Friday, 13 January 2012

Eight deaths reported as cruise ship runs aground off Italy

A cruise ship with 4,200 people on board ran aground and ripped a 165-foot gash in its hull off the Tuscan island of Giglio on Friday night, and local officials reported that at least six people died. Some on the island said eight were dead.
At least three bodies were recovered from the sea, the Italian coast guard reported.
Helicopters were working to pluck to safety some 50 people still trapped aboard the badly listing Costa Concordia on Saturday, said Coast Guard Cmdr. Francesco Paolillo.
Some people were thrown into the sea when the Costa Concordia started listing, others jumped to evacuate the ship, officials said.

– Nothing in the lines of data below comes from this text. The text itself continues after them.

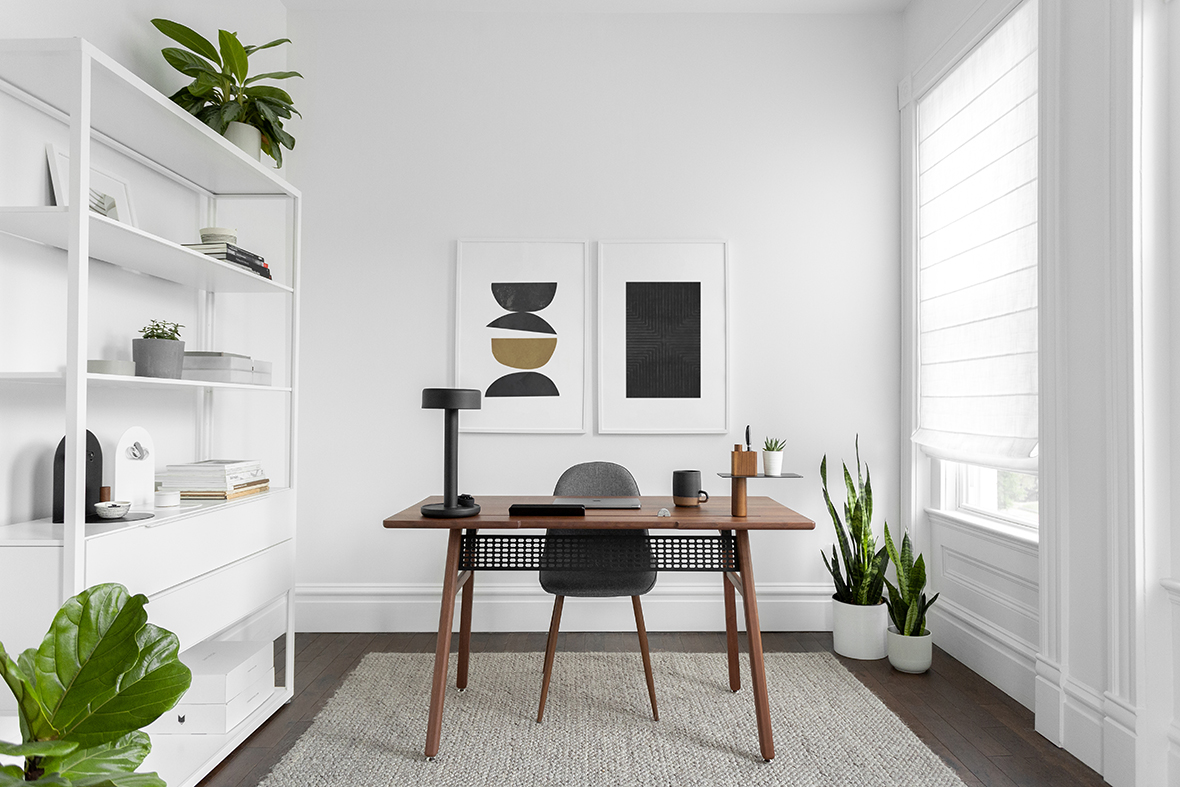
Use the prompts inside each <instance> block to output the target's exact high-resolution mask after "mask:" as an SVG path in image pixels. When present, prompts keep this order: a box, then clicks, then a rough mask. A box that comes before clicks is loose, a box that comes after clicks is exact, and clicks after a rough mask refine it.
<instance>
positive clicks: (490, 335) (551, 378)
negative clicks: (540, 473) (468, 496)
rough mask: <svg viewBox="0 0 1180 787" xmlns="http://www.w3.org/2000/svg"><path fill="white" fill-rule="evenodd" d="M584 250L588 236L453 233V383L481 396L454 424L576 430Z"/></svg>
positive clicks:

The ship was three-quarters under water and sinking fast, a Giglio hotel clerk told NBC News on Saturday.
The Telegraph of London said some passengers jumped from the steeply listing ship and swam a short distance to the island. A photo showed the brightly lit ship teetering just outside a harbor wall.
One official said that among the dead was a man around age 65, who might have been ill or who might not have withstood the cold of the sea at night, Il Messagero said.
The 290-meter Costa Concordia had left the port of Savona at 7 p.m. local time and was sailing to Civitavecchia, its first port of call, when it ran aground around 9 p.m.
Costa Cruises said 3,200 passengers were aboard, along with 1,023 crew members. Coast Guard Officials said the liner was listing at 20 degrees but was not in danger of sinking.


A local mayor on Giglio, a popular vacation island about 18 miles off the Tuscan coast, said he was trying to find rooms to house the stranded passengers and crew overnight. The cruise ship had departed from the Civitavecchia port near Rome earlier on Friday with scheduled calls at Palermo, Cagliari, Palma, Barcelona and Marseille.


The Italian news agency ANSA said the Concordia started to take on water and lean on the right side after running aground on Giglio's southern tip, in an area popular with divers and close to high cliffs.


ORIGINAL POST: More than 4,000 passengers and crew are being evacuated from a cruise ship off the coast of Italy in the wake of an accident, the AFP is reporting.


Citing the Italian coast guard, the news service says the 114,500-ton Costa Concordia ran aground late Friday shortly after setting sail from the port of Civitavecchia, near Rome, and has taken on water and begun to tilt.


The five-year-old ship is operated by Italy-based Costa Cruises, which is owned by industry giant Carnival Corp.


"The passengers are not in danger," a coast guard spokesman is quoted by AFP as saying, but "a rescue mission is underway.